Nearly Legal: Housing Law News and Comment

So now Gopee, walk out the door

There are new cases to report on – the Court of Appeal on suitability reviews and the PSED and the Upper Tribunal on leasehold works charges, fire resistant doors and disrepair – but those will have to wait for a couple of days. I’ve got places to be and people to sue in the meantime…

But there is always time to catch up with our favourite illegal moneylender, Dharam Prakash Gopee (sometimes Ghopee). Regular readers will recall how Mr Gopee, via s string of companies, would make loans at extortionate interest rates to, typically, low earning people desperately trying to keep their right to buy homes. Mr Gopee’s loans were secured on the properties and possession claims would follow when the borrowers, inevitably, defaulted. The trouble for Mr Gopee is that none of Mr Gopee’s companies were licensed (except for one that was struck off many years ago) and none of the loans were Consumer Credit Act compliant.

There were extensive proceedings in the Mercantile Court, in which various borrowers, often in person, sought to appeal or set aside possession orders. Those are now on hold, I believe, as all Mr Gopee’s companies were put into administration. I can’t go into the full and extraordinary history of these proceedings (and Mr Gopee’s predatory activities), but lots of past posts and some dreadful title puns can be found here (most recent first).
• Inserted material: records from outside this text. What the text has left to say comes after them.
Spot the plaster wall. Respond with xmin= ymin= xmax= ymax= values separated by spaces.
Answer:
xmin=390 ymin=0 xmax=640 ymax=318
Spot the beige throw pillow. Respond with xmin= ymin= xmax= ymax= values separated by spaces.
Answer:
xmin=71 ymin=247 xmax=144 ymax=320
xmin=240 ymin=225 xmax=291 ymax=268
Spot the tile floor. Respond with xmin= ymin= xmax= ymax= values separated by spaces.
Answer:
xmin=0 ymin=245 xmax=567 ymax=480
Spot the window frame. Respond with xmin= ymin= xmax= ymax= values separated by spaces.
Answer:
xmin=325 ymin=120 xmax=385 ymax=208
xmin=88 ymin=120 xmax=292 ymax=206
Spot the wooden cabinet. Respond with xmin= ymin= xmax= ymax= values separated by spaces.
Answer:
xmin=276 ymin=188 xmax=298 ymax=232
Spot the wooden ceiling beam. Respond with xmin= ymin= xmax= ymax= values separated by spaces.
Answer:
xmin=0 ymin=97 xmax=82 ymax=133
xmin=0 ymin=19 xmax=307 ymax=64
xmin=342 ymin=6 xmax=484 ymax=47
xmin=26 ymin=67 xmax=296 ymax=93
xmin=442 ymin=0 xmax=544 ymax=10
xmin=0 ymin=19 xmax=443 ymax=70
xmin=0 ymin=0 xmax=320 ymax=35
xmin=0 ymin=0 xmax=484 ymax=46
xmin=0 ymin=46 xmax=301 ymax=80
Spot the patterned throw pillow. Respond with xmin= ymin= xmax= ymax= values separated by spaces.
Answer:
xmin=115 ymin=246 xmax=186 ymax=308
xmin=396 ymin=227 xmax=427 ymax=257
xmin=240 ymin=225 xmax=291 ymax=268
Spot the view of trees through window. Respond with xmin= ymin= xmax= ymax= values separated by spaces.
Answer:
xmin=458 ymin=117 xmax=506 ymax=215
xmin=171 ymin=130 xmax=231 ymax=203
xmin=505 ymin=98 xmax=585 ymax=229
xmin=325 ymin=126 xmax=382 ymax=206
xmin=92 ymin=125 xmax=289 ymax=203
The scale of Mr Gopee’s activities are indicated by there being some 400 odd cases stayed in the Mercantile Court proceedings.

Now comes news that not only has Mr Gopee been banned from being a company director for the maximum period of 15 years, but that he is being prosecuted by the FCA – their first ever prosecution.

He is facing charges of offences under the Consumer Credit Act 1974 and the Financial Services and Markets Act 2000. The FCA estimates illegal loans of some £1 million in the last 4 years.

We will await news of the prosecution and its outcome with interest.

Now, as I understand it, the administrators of his former companies still need to sort out the many, many charges Gopee registered on his victims’ properties on the back of unenforceable, illegal loans, and, of course a large number of properties where he obtained possession orders.